In most cases, auctions & prediction markets have a deadline or finalization criteria. Cron can be used to trigger a "finalization" function which enables all participants to know the outcome upon deadline completion without any participant action required. An auction winner would receive assets, and auction losers would regain locked funds. Prediction market winners would receive all rewards without having to request via transaction.

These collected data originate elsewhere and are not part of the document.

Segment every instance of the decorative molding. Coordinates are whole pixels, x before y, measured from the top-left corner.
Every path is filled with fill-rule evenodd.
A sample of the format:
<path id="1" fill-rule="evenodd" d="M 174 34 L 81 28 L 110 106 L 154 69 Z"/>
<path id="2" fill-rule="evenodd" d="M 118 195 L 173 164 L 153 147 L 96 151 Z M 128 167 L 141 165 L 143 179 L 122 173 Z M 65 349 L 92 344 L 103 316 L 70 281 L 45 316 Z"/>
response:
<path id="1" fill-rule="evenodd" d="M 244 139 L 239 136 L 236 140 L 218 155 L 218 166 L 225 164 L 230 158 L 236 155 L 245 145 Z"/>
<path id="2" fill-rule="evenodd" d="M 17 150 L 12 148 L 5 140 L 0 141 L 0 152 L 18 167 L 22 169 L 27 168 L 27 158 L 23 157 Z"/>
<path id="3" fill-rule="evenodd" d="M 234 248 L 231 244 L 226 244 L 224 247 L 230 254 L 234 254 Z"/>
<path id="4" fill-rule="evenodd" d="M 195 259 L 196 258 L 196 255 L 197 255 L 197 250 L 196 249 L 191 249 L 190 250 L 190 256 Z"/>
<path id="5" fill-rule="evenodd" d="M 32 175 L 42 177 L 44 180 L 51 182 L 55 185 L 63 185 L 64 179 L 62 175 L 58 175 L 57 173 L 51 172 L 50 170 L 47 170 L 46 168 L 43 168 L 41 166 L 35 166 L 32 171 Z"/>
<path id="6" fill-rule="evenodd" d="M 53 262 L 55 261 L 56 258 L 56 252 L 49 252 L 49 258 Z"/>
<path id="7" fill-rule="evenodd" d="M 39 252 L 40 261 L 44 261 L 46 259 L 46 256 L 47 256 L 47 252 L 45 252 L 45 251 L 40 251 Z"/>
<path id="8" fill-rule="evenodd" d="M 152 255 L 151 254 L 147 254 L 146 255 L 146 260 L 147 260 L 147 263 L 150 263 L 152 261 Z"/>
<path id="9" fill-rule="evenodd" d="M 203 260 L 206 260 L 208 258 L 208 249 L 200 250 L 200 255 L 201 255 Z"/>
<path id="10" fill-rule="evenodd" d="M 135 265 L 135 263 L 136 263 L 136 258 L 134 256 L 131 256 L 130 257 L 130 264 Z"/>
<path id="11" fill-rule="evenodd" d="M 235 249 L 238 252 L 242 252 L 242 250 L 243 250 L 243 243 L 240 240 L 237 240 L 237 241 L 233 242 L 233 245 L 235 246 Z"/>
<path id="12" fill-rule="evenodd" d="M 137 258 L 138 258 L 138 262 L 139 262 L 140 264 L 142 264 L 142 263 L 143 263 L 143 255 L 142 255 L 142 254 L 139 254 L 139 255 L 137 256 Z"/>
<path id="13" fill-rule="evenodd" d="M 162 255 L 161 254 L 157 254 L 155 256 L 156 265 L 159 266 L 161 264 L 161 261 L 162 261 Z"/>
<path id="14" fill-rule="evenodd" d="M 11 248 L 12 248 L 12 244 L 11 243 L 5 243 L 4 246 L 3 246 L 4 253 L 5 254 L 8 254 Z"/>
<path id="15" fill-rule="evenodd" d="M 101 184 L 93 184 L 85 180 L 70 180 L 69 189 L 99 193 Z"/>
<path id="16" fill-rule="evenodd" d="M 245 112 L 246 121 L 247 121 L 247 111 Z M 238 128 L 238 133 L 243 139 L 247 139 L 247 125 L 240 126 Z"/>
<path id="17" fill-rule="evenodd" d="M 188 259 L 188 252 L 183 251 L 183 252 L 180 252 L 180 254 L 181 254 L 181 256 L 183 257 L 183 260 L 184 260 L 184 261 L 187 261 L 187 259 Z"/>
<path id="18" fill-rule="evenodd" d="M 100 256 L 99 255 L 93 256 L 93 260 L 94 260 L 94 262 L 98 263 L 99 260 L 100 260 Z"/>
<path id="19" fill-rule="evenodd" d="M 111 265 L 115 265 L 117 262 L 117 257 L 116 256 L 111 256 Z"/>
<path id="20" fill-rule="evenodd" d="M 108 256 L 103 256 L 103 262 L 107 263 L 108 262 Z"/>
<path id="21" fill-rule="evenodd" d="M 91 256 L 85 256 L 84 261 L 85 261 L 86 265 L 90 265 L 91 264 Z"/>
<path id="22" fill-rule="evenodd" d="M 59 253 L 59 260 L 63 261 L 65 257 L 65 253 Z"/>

Contract Storage Reclaiming/Garbage Collection

Near blockchain has a unique mechanism for allowing contracts to remove state and reclaim valuable storage, which in turn is cheaper for the contract to cover ongoing storage cost.

With CronCat

Contracts could utilize Cron to schedule regular cleanup state tasks, that help the contract stay economically stable. More state is more expensive, putting the users at risk for carrying this burden over time. Cron gives contracts the ability to maintain the amount of state it can afford.

State Channel Watchtower

Similar to voting, Dispute / Resolution features of a state channel require an external party to validate submitted data against a set of rules. State channel rules can live within a contract that is used by state channel participants.

With CronCat

Upon each state channel chain update (snapshot or close), the state & transaction rollup gets added to the chain. Cron could be used to periodically confirm state channel updates, run rules to test for disputes and run resolution logic.

Further Possibilities

The use cases seem endless for CronCat tasks, when there is some functionality that needs execution beyond the context of a single transactions maximum execution threshold (which is limited economically by gas). We would love to see what you can come up with that utilizes CronCat!